Outros indicadores parecem igualmente sombrios para Putin. Movimentos de massa orgânicos em apoio ao imperialismo russo não surgiram no ano passado, mas sim protestos contra a guerra. Antes do início da guerra, Putin prendeu o líder da oposição mais popular da Rússia, Alexei Navalny, que continua a denunciar a guerra em sua cela. Desde que Putin invadiu a Ucrânia, quase 20 mil pessoas foram detidas e presas por protestar contra a guerra, incluindo mais recentemente os líderes da oposição Alexei Gorinov e Ilya Yashin, que receberam sentenças de sete e oito anos, respectivamente, por dizerem a verdade sobre as atrocidades da guerra russa na Ucrânia. Se a guerra fosse realmente popular, por que o regime de Putin precisaria prender esses críticos supostamente marginais e impopulares?

Da mesma forma, um Putin paranóico se sentiu compelido a fechar muitos canais de mídia independentes – incluindo TV Rain e rádio Echo of Moscow – e banir Twitter, Facebook e Instagram. No entanto, a audiência dos meios de comunicação estatais russos está diminuindo, enquanto o público consome cada vez mais a mídia independente operando no exílio. A audiência dos canais de Navalny no YouTube, operados por sua equipe no exílio, aumentou dramaticamente em 2022, especialmente depois que Putin anunciou um novo rascunho em setembro. (Apenas uma semana depois que a ordem foi emitida, muitos homens fugiram da Rússia, talvez mais homens do que os que que se alistaram.)
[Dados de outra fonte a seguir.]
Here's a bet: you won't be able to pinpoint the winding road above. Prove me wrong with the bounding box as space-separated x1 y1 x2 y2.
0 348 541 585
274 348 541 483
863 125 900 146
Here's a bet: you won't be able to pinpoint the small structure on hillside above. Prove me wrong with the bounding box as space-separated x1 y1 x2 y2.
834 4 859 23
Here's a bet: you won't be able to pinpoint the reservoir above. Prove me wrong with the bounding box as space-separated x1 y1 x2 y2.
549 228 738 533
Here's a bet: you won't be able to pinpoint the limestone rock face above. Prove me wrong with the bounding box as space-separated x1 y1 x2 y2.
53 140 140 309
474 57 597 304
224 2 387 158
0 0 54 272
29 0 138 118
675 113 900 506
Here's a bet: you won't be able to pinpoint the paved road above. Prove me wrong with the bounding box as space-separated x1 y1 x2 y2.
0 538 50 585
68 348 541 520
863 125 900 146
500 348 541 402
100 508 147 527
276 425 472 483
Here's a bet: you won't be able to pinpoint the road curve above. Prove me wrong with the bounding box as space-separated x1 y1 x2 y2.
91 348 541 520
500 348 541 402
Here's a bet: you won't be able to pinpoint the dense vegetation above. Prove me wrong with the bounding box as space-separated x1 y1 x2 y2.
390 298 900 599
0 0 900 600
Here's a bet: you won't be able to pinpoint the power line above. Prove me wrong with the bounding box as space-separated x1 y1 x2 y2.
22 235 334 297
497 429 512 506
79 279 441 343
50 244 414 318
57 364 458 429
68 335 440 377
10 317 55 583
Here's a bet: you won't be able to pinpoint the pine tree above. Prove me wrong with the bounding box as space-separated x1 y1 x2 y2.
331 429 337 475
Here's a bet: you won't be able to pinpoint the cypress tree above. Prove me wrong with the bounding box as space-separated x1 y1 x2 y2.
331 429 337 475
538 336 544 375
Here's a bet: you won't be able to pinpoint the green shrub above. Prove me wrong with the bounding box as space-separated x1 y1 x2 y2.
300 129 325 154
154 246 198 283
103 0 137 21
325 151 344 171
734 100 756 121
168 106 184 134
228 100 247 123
É difícil prever revoluções, mas Putin corre pouco risco de ser derrubado por um golpe palaciano ou uma revolta popular. Ao longo de duas décadas no poder, ele construiu uma ditadura altamente repressiva; seu círculo íntimo o teme, enquanto seus principais críticos estão na prisão. E, no caso improvável de um de seus críticos mais radicais tomar o poder, tal regime não duraria muito, já que nenhum desses nacionalistas militantes desfruta de seguidores em massa ou apelo ideológico. O cenário mais provável é que Putin permaneça no controle em um futuro próximo, embora desacreditado e diminuído.

É difícil escapar da sensação de que os melhores dias para Putin e suas ideias ficaram para trás. Como Leonid Brezhnev no Afeganistão, Putin exagerou na Ucrânia. Ele e seu regime nunca se recuperarão. Mesmo que o processo de desintegração comece para valer apenas quando ele estiver fora do poder, o fracasso colossal de Putin na Ucrânia pode muito bem ser o começo do fim do putinismo. O comportamento recente do presidente russo sugere que até ele pode entender esse fato.